D’un côté, le Zimbabwe a besoin de l’expertise chinoise en matière de surveillance. De l’autre, CloudWalk Technology veut que son logiciel de reconnaissance faciale distingue plus aisément le visage d’un homme blanc de celui d’un homme noir. Or, le gouvernement chinois exerce ses algorithmes de reconnaissance faciale à partir des empreintes biométriques de ses citoyens, qui possèdent majoritairement la peau claire. C’est pourquoi CloudWalk, avec l’aide du gouvernement chinois qui finance l’entreprise à hauteur de 301 millions de dollars, s’est naturellement tournée vers un pays peu regardant au respect des Droits de l’Homme comme le Zimbabwe.

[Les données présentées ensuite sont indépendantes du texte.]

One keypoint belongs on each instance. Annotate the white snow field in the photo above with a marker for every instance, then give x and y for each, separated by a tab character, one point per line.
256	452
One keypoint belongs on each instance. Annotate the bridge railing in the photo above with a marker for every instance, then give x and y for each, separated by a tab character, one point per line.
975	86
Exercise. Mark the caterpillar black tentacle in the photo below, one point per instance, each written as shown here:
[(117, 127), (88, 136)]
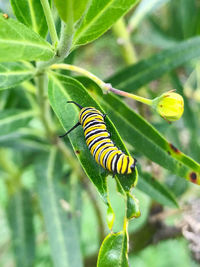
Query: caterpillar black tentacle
[(99, 143)]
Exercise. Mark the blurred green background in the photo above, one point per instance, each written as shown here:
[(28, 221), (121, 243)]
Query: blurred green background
[(160, 27)]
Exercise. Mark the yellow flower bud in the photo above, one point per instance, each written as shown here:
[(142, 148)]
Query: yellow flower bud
[(169, 105)]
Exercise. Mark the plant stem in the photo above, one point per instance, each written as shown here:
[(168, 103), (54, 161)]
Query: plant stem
[(123, 39), (79, 70), (43, 104), (65, 40), (133, 96), (50, 22), (104, 86)]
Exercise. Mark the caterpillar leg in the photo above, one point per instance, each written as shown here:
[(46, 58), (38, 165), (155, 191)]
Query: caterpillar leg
[(76, 125), (104, 115)]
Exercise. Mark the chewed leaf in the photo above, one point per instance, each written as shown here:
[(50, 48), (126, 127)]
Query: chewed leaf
[(63, 88), (113, 251)]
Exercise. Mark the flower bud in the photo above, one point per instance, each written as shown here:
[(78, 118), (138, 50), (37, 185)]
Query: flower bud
[(169, 105)]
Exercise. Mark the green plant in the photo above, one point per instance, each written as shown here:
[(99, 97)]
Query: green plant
[(38, 168)]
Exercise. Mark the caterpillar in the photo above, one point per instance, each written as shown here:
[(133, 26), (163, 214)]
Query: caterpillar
[(99, 143)]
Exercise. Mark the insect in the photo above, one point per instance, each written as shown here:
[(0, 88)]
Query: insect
[(99, 143)]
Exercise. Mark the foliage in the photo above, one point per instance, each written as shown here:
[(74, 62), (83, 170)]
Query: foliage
[(57, 216)]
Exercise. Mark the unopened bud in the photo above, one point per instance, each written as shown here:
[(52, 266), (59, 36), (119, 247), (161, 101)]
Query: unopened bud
[(169, 105)]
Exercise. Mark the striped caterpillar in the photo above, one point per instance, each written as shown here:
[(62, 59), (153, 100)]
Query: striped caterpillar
[(99, 143)]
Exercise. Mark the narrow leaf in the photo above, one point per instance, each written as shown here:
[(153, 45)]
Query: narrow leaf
[(60, 225), (13, 73), (113, 251), (156, 190), (148, 141), (20, 218), (133, 77), (144, 137), (100, 16), (63, 88), (11, 120), (18, 42), (31, 14)]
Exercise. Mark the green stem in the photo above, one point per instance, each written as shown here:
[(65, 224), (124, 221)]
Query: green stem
[(135, 97), (66, 38), (44, 105), (50, 22), (123, 39), (81, 71), (104, 86)]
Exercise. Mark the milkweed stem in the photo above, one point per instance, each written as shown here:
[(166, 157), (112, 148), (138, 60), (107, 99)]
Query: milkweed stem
[(106, 87)]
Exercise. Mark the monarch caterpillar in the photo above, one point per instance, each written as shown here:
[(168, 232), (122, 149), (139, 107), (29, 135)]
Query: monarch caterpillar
[(99, 143)]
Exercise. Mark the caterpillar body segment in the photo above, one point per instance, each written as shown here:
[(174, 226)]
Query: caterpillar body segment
[(99, 143)]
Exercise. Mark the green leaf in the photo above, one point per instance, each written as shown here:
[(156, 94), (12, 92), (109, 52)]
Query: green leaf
[(13, 73), (133, 77), (143, 136), (100, 16), (78, 8), (148, 141), (156, 190), (13, 119), (31, 14), (60, 224), (144, 8), (113, 251), (133, 210), (20, 218), (63, 88), (18, 42)]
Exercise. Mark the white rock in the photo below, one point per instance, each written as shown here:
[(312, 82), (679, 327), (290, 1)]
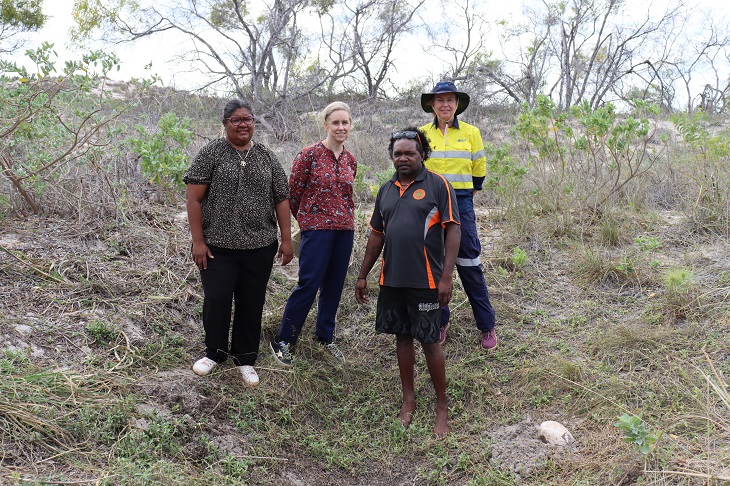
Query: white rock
[(23, 329), (555, 433)]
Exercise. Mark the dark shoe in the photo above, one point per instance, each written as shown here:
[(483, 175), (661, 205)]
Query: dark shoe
[(282, 351), (333, 350), (442, 334), (489, 340)]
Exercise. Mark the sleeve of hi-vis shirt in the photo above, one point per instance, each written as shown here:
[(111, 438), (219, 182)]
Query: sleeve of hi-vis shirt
[(448, 207), (478, 160)]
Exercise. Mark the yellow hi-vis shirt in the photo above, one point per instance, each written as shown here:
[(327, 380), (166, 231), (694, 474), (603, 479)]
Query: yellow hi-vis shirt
[(458, 155)]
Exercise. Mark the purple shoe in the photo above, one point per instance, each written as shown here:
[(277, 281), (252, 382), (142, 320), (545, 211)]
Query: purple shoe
[(489, 340)]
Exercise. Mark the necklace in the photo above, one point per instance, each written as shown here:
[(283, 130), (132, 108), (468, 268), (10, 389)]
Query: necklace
[(244, 158)]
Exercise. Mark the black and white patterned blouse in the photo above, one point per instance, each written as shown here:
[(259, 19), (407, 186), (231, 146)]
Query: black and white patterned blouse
[(243, 190)]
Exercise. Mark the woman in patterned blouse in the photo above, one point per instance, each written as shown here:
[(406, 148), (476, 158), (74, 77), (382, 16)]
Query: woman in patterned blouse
[(237, 193), (320, 187)]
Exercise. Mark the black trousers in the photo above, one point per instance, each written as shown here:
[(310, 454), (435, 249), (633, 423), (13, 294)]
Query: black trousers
[(240, 275)]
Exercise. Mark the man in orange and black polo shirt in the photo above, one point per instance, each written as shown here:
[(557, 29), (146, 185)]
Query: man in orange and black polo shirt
[(412, 212)]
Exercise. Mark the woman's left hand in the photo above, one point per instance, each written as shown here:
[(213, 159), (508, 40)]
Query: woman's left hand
[(286, 252)]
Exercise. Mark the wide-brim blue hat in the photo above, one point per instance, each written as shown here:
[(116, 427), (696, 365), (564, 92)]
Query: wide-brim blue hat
[(444, 87)]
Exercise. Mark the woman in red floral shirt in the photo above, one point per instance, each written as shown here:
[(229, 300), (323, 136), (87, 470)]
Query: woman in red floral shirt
[(320, 187)]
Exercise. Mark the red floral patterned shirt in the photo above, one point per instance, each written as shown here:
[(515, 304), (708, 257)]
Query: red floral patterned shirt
[(320, 189)]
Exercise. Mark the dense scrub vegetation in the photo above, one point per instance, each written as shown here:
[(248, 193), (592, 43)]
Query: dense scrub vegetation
[(606, 252)]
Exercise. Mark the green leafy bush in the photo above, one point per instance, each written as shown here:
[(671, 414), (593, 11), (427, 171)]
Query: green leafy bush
[(163, 156)]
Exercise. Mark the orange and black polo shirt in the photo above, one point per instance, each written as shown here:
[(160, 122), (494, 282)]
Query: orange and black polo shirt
[(412, 220)]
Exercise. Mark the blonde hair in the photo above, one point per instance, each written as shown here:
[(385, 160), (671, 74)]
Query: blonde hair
[(335, 106)]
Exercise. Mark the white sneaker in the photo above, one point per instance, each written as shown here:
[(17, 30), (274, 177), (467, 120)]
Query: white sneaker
[(250, 377), (204, 366)]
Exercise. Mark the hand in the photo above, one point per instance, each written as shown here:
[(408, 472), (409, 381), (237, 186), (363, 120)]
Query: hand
[(286, 252), (446, 284), (361, 291), (201, 253)]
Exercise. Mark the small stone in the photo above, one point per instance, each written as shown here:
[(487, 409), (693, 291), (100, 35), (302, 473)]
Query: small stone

Ainsi, selon Foreign Policy, le chef D’État Emmerson Mnangagwa aidera CloudWalk en leur donnant accès aux informations biométriques de ses citoyens en échange de la mise en place de tout un dispositif de caméras de surveillance dont la Chine a le secret. La raison évoquée pour la mise en place d’un tel dispositif est bien sûr celle de la sécurité, couplée au désir de réduire la criminalité. Mais quid du respect de la vie privée? Verra-t-on le Zimbabwe se transformer en un État aussi contrôlé que la Chine?

La Chine dispose du plus large réseau de caméras avec reconnaissance faciale déployée dans tout le pays qu’elle continue d’étendre: d’ici 2020, le nombre de 450 millions de ces caméras “de sécurité” devrait être atteint.